Johnson has been profoundly disappointing to people inside the organization, according to Manish Mehta of the New York Daily News, who quotes one source as saying, “Thought he’d be better.”
In fact, since that solid performance in Week One, the Jets’ defense has actually played better during the five games Johnson missed when he was injured. Many league observers believe Darryl Roberts, the minimum-salary backup who was starting while Johnson was hurt, has actually played better than Johnson this season. That’s despite the fact that Johnson will pocket $26 million in salary and bonuses in his first year with the Jets, while Roberts makes less than $1 million.
Johnson returned to the lineup on Sunday, moving Roberts to the bench, and the Jets promptly turned in their worst defensive performance of the season.
The 28-year-old Johnson looks like he’s not as good a fit in coach Todd Bowles’ defense as he was with what the Rams were asking him to do. That’s always a risk with a free-agent signing, that a player earns a big contract because he plays well in one situation, but doesn’t play well in the next situation.

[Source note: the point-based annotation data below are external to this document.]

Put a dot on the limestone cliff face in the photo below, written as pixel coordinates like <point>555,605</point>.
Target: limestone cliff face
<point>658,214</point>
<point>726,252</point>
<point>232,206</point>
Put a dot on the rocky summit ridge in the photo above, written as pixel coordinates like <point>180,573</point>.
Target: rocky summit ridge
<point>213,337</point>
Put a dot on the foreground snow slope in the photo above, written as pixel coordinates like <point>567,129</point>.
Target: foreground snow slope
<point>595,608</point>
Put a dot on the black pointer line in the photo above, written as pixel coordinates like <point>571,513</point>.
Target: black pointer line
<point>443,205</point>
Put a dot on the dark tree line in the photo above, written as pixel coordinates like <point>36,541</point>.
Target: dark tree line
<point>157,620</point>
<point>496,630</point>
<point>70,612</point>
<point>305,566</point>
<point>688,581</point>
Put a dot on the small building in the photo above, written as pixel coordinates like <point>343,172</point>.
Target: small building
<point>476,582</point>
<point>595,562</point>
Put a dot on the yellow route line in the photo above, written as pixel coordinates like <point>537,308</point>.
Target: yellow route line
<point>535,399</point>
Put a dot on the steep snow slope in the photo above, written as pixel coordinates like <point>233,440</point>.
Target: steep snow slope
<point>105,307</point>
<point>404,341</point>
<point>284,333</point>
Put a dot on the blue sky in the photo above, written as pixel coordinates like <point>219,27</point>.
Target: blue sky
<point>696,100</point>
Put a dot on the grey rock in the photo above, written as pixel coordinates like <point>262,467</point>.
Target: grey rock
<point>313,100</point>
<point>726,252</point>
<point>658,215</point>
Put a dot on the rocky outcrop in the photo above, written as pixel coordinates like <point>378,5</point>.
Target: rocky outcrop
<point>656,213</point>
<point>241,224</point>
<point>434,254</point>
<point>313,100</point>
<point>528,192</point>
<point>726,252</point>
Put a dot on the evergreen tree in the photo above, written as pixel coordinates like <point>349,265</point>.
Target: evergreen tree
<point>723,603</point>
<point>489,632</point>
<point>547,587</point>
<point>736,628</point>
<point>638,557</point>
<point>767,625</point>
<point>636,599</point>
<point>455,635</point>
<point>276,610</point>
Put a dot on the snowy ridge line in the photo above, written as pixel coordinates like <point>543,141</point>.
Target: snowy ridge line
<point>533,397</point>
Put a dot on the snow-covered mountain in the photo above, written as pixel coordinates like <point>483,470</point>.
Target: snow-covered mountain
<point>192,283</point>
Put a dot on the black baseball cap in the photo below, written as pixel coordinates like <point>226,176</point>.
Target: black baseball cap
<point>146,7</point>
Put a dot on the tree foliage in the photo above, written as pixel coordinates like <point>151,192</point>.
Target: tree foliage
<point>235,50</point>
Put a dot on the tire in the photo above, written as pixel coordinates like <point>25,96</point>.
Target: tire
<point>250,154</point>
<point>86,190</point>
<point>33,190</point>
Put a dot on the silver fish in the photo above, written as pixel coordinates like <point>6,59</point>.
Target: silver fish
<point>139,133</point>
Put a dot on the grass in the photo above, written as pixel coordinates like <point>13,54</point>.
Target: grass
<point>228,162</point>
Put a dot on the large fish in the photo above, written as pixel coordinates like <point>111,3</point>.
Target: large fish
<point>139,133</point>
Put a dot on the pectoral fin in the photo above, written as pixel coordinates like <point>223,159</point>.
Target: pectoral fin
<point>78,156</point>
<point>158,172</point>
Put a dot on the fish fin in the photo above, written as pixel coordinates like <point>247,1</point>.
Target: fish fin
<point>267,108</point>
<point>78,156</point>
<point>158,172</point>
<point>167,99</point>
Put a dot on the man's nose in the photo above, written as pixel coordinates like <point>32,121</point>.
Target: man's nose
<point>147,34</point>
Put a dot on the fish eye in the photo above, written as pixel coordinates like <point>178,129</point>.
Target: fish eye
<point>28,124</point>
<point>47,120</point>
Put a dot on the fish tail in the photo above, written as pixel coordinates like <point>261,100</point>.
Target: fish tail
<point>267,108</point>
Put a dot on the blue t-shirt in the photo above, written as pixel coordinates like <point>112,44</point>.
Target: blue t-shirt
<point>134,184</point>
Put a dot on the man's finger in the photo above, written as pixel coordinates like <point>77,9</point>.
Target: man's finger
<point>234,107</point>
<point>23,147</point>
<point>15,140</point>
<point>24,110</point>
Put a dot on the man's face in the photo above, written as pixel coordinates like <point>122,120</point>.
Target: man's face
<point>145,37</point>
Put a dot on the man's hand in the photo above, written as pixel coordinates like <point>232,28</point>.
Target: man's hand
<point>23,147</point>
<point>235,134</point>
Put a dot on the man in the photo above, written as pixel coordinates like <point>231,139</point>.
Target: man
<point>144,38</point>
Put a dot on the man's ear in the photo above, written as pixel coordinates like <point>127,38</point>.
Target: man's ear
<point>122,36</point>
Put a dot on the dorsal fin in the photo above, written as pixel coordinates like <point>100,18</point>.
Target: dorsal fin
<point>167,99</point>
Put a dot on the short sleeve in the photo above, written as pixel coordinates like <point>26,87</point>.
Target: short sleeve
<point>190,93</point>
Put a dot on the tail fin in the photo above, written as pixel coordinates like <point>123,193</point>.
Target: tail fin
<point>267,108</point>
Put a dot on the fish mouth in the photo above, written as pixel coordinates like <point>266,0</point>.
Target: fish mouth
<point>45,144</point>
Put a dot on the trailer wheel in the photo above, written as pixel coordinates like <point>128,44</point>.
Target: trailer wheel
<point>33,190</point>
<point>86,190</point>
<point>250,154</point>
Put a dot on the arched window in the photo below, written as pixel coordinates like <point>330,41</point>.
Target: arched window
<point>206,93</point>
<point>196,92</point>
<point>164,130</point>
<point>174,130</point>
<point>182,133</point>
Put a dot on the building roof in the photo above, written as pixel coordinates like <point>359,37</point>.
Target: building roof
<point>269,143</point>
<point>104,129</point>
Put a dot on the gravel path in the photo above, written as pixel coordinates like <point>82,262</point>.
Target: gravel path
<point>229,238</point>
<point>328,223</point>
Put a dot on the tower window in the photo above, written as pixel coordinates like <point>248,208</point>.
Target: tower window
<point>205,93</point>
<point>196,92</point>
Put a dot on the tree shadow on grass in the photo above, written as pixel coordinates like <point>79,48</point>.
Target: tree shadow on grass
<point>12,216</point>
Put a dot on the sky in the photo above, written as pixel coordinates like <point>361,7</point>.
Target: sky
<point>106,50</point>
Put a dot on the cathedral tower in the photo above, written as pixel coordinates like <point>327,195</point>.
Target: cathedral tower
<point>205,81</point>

Bowles is likely to be fired after this season, which means it’s going to be some other coach trying to get the most out of Johnson next year. Whoever that coach is, they’d better get the most out of Johnson. He’s set to cost $12 million against the Jets’ salary cap in 2019 and $15 million in 2020, and the way his contract is structured makes it virtually impossible for the Jets to move on from him until then. He still has time to get things turned around, but through his first half season with the Jets, he’s looking like an expensive mistake.